Our philosophy is that taking care of the environment is the most certain way to obtain the best results from the land which we are developing. Environmentally friendly farming methods make the soil richer and healthier and preserve the land’s potential for future generations.

  • Agrifirma has no operations in the Amazon rainforest or areas at risk of deforestation. The land being developed is typically low density scrubland or pastureland;

  • All set-aside requirements and land preservation notices are scrupulously enforced as a matter of corporate policy. In practice we set aside more land on our farms than is required in law;

  • Brazil has higher set aside requirements than most other countries (20%-35%), and is the only country where farm operators receive no financial compensation for complying with these requirements.

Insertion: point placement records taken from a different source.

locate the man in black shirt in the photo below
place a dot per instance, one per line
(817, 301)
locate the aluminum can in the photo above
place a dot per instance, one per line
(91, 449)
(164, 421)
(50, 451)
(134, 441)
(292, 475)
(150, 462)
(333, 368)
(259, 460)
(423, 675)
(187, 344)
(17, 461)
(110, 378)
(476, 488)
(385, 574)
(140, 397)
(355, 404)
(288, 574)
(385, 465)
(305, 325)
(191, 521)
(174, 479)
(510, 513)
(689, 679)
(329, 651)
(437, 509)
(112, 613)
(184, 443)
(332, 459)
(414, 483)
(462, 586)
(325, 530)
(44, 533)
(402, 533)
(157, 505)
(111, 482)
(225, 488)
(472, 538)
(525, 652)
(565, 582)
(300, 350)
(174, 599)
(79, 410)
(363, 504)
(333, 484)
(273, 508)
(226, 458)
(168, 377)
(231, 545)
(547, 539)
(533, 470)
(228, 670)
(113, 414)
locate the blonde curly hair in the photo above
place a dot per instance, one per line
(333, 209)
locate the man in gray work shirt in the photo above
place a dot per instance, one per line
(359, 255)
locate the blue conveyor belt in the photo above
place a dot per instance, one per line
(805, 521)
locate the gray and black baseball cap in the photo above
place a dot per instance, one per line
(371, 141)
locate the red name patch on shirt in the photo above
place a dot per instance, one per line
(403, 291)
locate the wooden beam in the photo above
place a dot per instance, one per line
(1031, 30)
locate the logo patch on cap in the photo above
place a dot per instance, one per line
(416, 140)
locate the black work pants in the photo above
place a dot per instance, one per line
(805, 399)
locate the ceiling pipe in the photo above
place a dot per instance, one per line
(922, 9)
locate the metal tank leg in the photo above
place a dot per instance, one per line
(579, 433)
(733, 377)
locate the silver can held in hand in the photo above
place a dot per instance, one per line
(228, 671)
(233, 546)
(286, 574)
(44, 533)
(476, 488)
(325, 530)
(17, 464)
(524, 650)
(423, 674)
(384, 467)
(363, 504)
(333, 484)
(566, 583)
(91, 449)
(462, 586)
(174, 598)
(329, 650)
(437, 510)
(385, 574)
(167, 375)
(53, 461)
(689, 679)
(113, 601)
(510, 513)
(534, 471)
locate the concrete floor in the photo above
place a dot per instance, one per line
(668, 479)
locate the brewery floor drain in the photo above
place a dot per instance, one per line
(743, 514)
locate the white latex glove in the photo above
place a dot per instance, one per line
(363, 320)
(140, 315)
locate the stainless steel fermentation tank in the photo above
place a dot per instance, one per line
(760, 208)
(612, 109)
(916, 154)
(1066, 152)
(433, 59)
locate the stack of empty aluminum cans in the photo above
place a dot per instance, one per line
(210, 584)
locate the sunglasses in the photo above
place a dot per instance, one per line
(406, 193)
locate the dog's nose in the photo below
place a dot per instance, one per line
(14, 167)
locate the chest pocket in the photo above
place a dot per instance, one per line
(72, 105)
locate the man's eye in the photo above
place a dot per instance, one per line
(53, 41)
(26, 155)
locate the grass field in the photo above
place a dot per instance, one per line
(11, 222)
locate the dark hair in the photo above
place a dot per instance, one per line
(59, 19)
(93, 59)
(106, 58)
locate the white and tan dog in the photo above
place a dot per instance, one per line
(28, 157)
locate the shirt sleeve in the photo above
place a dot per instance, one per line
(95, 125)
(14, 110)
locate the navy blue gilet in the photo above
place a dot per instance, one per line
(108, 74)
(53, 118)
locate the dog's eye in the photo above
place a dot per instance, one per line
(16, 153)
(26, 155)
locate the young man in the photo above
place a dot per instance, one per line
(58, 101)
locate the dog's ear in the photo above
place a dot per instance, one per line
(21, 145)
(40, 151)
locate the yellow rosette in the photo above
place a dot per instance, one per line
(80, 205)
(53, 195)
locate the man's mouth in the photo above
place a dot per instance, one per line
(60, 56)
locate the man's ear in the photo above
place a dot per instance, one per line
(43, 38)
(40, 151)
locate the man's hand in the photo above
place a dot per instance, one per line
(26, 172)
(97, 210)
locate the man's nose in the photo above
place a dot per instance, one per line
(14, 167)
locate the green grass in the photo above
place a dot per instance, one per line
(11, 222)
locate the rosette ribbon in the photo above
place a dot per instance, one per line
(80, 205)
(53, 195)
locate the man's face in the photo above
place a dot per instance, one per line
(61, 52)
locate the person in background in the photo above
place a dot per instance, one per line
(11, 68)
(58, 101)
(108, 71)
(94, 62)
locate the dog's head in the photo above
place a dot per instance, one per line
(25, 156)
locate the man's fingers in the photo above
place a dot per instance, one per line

  • Agrifirma has a consultancy arrangement with The Nature Conservancy (TNC), one of the world’s most prominent environmental NGOs, to advise on best environmental practice. We also work with Aliança da Terra;

  • Crop developments are based on state-of-the-art technology, including fertilization, crop rotation, irrigation and weed controls to ensure that our production is sustainable over time;

  • Wherever possible Agrifirma adopts minimum and no-till technology. No-till farming minimises the use of water, saves on fuel consumption and retains natural soil nutrients, which in turn increase yields and reduces carbon emissions;

  • With no-till methods, straw and other organic matter left behind by the previous crop is retained. As a result soil fertility improves, carbon dioxide is retained rather than released into the atmosphere, water is used more efficiently and soil erosion is avoided. Fewer chemical fertilisers and fossil fuels are needed;

  • By adding new grasses on a regular basis, over the life cycle of a farm development, sustainable farming methods ensure that cultivation results in net carbon sequestration rather than a net carbon loss – a major difference from commercial farming operations in the northern hemisphere;

  • Agrifirma’s policy is one of 100% compliance with Government regulations on the use of GMO seeds;

  • We regularly monitor the condition of all water sources on our farms (rivers, ponds and wells). To date we have found no traces of fertilizers, chemicals or any other by-product of our farming activities in the water sources. No underground aquifiers are being depleted.

  • Set aside and preservation areas on our farmland are carefully planned so as to link five rivers and create a continuous living space for a wide range of native species.

  • The success of Embrapa, the Brazilian agricultural research institute, in developing methods to allow the cultivation of previously unsuitable soils is an important milestone in the development of new sources of food and animal feed for the world. The breakthrough was highlighted in an article in The Economist (see “The Miracle of the Cerrado”, August 2010);

  • Brazil is the first country in the world to demonstrate that it is possible to achieve world class agricultural yields from commercial farming in a tropical region. All the main food baskets of the world, such as the Prairies in Canada, the Mid West in the United States and the Steppes in Europe, are in temperate zones;

  • Unlike those temperate zones, where ploughing is necessary to grow crops successfully, Brazilian farms are able to make much greater use of no-till and minimum-till farming methods, which produce better carbon retention and ultimately, with the addition of new grasses, sequester more carbon than they use;

  • The Brazilian model therefore holds out the prospect of a material improvement in the current imbalance between supply and demand in the global market for food with a reduced risk of serious and enduring environmental detriment – a positive development for the welfare of mankind in the 21st century;

  • For that to be realized however, it is important that environmentally sustainable farming methods are both encouraged and implemented effectively. Despite the rapid economic growth of the past 20 years, 60% of Brazil’s landmass retains its native biome and landscape. The comparable figure in Europe, after several centuries of cultivation, is less than 1%.